W praktyce bowiem polskie sądy bardzo niechętnie orzekają pieczę naprzemienną i to też jedynie w przypadku, jeżeli jest ona wynikiem porozumienia rodziców, znajdującego swoje odzwierciedlenie w podpisanym planie wychowawczym. Znamienne jest tutaj stanowisko Stowarzyszenia Sędziów Polskich Iustitia wobec założeń projektu nowelizacji kodeksu rodzinego i opiekuńczego, w którym czytamy „Piecza naprzemienna powinna być orzekana niezwykle wyjątkowo, z dużą ostrożnością w odniesieniu do konkretnego przypadku, ponieważ sąd orzekający powinien mieć pewność, iż rodzice dają gwarancję stałej współpracy we wszystkich sprawach dotyczących dziecka. Sama mediacja nie da sądowi wystarczającej podstawy do uznania, iż rodzice taką gwarancję dają. Orzeczenie o pieczy naprzemiennej na podstawie samej ugody zawartej przez strony może być obarczone dużym ryzykiem błędu, dlatego też w krajach które zdecydowały się na wprowadzenie pieczy naprzemiennej, orzeczenie tej pieczy poprzedzone jest badaniami biegłych, którzy przy pomocy technik badawczych i analizy postaw rodzicielskich oceniają czy rodzice dają zbliżone gwarancje wychowawcze oraz czy będą stale współpracować w sprawach dotyczących dziecka, a przede wszystkim, orzeczenie pieczy naprzemiennej jest zgodne z dobrem dziecka. Badania przeprowadzone w Stanach Zjednoczonych wskazują, iż około 30% wypadków orzeczenia pieczy naprzemiennej po upływie roku od daty wydania takiego orzeczenia kończy się w sądzie rodzinnym orzeczeniem, które powoduje wspólną władzę rodzicielską obojga rodziców, z ustaleniem miejsca pobytu dziecka wyłącznie u jednego z nich. Należy wskazać, iż również w Stanach Zjednoczonych piecza naprzemienna nie jest wcale regułą. Zasadą natomiast jest, że oboje rodzice mają wspólną władzę rodzicielską (joint legal custody). Takie rozwiązanie nie powoduje dyskryminacji drugiego rodzica w świetle prawa, natomiast w wielu przypadkach okazuje się orzeczeniem najlepszym z uwagi na dobro dziecka”.

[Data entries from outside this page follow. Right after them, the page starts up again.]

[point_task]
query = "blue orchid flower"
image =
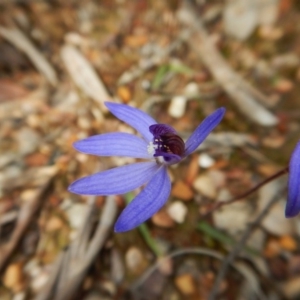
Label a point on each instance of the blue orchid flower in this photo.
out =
(160, 145)
(293, 202)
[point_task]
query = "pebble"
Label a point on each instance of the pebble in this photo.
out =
(275, 221)
(185, 284)
(177, 107)
(205, 161)
(124, 93)
(193, 170)
(191, 89)
(205, 186)
(28, 140)
(135, 260)
(288, 243)
(177, 211)
(239, 212)
(54, 223)
(291, 288)
(76, 214)
(182, 191)
(13, 277)
(28, 195)
(162, 219)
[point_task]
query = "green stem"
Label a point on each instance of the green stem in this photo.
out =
(143, 229)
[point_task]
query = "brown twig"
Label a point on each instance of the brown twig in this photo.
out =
(240, 245)
(73, 263)
(243, 95)
(243, 269)
(249, 192)
(24, 218)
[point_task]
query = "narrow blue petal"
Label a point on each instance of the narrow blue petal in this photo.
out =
(146, 203)
(115, 181)
(114, 144)
(134, 117)
(293, 202)
(203, 130)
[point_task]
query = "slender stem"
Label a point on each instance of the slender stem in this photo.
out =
(143, 228)
(249, 192)
(239, 246)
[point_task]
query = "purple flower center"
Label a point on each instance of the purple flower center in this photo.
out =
(166, 143)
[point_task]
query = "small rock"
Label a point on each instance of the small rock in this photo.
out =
(272, 248)
(13, 277)
(182, 191)
(205, 186)
(283, 85)
(291, 288)
(76, 214)
(135, 260)
(193, 170)
(162, 219)
(205, 161)
(54, 224)
(240, 18)
(274, 141)
(177, 107)
(177, 211)
(274, 222)
(28, 140)
(124, 93)
(191, 89)
(84, 123)
(28, 195)
(185, 284)
(288, 243)
(240, 212)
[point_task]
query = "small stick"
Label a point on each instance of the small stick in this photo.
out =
(239, 246)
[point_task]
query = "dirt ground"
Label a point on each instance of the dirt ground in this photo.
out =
(60, 60)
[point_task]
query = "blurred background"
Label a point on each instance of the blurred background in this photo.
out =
(178, 61)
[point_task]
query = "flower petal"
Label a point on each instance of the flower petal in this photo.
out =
(134, 117)
(293, 202)
(114, 144)
(203, 130)
(115, 181)
(146, 203)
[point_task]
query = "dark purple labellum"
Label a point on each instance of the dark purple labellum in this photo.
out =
(167, 143)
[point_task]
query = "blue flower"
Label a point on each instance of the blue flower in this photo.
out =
(160, 145)
(293, 202)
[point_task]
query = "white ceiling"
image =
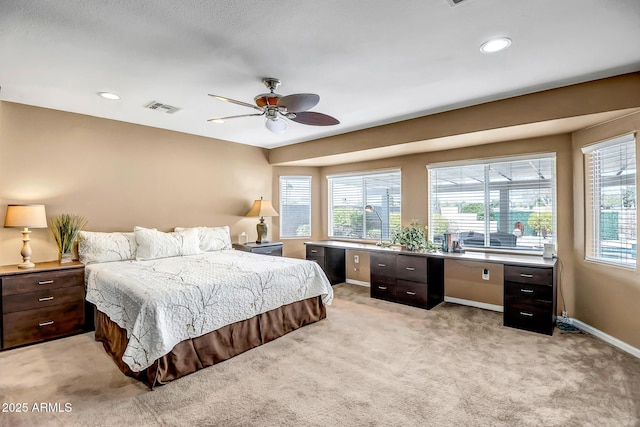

Mając na względzie powyższe opieka naprzemienna w dalszym ciągu nie będzie rozwiązaniem, które sąd będzie mógł rodzicom narzucić i będzie warunkowana chęcią podjęcia przez rodziców współpracy celem wypracowania płaszczyzny porozumienia. W braku woli podjęcia rozmów, jej wprowadzenie jest w zasadzie skazane na niepowodzenie.